Causal Reasoning in Epidemiology: Philosophy and Logic

  • Start Date/Time :
  • End Date/Time :
  • Location : Webinar series, hosted by HESI Environmental Epidemiology Committee

This year, The HESI Environmental Epidemiology Committee launched a webinar series to illustrate the critical role epidemiology can play in the field of quantitative risk assessment. The next webinar in the series, "Causal Reasoning in Epidemiology: Philosophy and Logic", will be presented by Dr. George Maldonado of the University of Minnesota.

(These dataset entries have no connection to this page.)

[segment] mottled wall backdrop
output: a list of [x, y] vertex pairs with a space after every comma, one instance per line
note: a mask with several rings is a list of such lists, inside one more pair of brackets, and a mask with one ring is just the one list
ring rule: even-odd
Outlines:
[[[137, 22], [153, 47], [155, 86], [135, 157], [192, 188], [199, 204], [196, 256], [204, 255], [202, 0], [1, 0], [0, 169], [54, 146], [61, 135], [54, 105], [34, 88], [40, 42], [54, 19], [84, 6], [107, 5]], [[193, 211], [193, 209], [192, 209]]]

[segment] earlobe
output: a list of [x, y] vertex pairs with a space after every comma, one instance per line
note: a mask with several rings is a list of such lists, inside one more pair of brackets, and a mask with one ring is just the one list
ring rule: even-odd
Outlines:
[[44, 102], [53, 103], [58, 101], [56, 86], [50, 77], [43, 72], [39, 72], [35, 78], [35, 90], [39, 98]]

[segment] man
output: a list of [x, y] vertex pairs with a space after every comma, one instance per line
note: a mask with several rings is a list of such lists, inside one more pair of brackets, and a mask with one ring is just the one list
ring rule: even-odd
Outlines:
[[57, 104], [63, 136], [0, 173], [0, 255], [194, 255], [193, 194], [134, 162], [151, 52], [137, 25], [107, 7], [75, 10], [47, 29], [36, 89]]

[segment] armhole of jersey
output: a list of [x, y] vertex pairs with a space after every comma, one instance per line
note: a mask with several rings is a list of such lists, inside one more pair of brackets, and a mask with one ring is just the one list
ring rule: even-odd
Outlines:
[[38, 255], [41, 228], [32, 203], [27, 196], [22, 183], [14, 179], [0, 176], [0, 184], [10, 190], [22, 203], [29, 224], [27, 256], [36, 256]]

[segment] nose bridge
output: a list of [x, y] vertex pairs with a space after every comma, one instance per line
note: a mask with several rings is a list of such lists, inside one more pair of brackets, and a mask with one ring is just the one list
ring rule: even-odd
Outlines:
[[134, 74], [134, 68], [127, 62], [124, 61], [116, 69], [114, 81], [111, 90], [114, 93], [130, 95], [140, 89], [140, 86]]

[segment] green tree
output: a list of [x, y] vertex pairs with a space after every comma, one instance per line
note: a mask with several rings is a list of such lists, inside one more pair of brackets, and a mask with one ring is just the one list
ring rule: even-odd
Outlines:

Watch the webinar recording here.

Webinar abstract
This commentary adds to a lively discussion of causal modeling, reasoning and inference in the recent epidemiologic literature. We focus on fundamental philosophical and logical principles of causal reasoning in epidemiology, raising important points not emphasized in the recent discussion. To inform public health decisions that require answers to causal questions, studies should be approached as exercises in causal reasoning. They should do the following: ask well-specified causal questions; use estimators that approximate, given practical constraints, a “perfect” study, based on a clear definition of causation and a clear (and preferably, explicit) understanding of the philosophical basis for that definition; examine how the estimator falls short of approximating the “perfect” study design, conduct and analysis; adjust the study results for these shortcomings; in the publication of study results, clearly state the assumptions that were made in the design, conduct and analysis of the study, and discuss their plausibility for the topic under study. We argue that the explicit philosophical foundation for causal reasoning need not be counterfactual reasoning (currently in vogue in epidemiology), but it should lead to a well-defined ideal study design for answering causal questions and a mathematical expression for a measure of causal effect.

George Maldonado, PhD
George Maldonado is an Associate Professor at the University of Minnesota School of Public Health and has a PhD in epidemiology from UCLA. His focus is epidemiologic methods. He spends his time thinking about how we can do a better job of getting answers to causal questions from imperfect, non-experimental studies—most human health studies being both imperfect and non-experimental. He is the founding Editor-in-Chief of Global Epidemiology.